Писатель в сотый раз попросил его отвязать. Он встал и в раздражении залепил ему пощечину, потом еще одну, и еще, а потом несколько раз ударил его кулаком по лицу. Бледное лицо писателя сделалось багрово-красным от крови, которая лилась у него из носа и губ. Тогда, осатанев от злобы, потеряв контроль над собой, он вышел из-за стола, опрокинул стул допрашиваемого и стал бить его ногами по затылку и по спине. Они не помнил, сколько времени он так безумствовал, может, и больше десяти минут, ему показалось, что он колотит по мешку с костями и тряпками или по груше. Он перестал, только когда увидел, как желтая лужа растекается вокруг бедер писателя: этот подонок наконец-то сходил под себя.

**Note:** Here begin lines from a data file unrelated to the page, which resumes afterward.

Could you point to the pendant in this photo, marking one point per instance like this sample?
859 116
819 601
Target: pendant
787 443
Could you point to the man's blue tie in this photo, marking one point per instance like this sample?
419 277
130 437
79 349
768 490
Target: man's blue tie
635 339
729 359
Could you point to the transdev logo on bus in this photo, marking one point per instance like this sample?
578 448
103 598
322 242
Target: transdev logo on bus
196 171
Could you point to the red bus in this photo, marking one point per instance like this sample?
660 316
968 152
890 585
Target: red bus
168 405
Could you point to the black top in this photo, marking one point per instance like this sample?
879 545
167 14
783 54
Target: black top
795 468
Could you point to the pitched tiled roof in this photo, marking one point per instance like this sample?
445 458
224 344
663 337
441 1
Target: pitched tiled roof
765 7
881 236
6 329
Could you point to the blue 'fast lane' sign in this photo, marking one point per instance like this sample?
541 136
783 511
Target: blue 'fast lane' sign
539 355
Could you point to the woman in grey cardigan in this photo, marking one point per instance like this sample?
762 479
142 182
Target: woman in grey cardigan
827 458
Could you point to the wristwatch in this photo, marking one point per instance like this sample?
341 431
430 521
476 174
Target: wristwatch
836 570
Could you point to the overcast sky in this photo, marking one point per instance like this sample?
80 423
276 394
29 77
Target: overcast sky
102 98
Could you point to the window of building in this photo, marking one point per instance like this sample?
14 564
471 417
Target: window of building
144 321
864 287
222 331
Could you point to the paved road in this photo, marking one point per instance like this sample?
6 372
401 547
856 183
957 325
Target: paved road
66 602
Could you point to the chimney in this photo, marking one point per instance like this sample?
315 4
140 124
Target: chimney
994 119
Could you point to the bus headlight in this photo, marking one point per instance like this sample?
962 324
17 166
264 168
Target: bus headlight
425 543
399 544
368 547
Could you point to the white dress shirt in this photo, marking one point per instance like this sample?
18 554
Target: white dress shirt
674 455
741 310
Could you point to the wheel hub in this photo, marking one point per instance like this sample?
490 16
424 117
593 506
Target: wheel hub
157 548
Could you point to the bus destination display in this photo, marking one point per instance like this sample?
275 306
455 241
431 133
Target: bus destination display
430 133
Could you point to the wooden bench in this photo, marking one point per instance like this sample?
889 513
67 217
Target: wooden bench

– Вы немного переусердствовали.

Капитан – ходячий скелет, обтянутый кожей, – смотрел на него одновременно с интересом и укором. Лампа, горевшая в кабинете, не могла рассеять внезапно воцарившуюся в помещении ночь. Казалось, никакой ветер не в состоянии разогнать нависшие над Парижем тучи.

– Он не был самым виновным из этого сборища говнюков, – добавил капитан. – Он из тех, кто полагает, что надо перепробовать все острые ощущения, чтобы почувствовать себя свободным и избежать удела смертных. Эдакие провокаторы, новоявленные Прометеи. Вы знаете миф о Прометее?

Он покачал головой, признавая свое невежество.

– Это не важно. В конечном счете они получили по заслугам, я имею в виду двоих – Прометея и вашего подопечного. Никто не может сказать, выйдет ли он когда-нибудь из комы, по той простой причине, что государство не потратит ни цента на то, чтобы спасать всякое дерьмо. Как не станет оно тратить ни цента, чтобы содержать всех придурков, попавшихся во время облавы. Наименее виновные отправятся в лагеря на восточной границе. Остальным же выпадет честь быть публично казненными, в назидание массам. По крайней мере, они принесут хоть какую-то пользу, прежде чем сдохнут.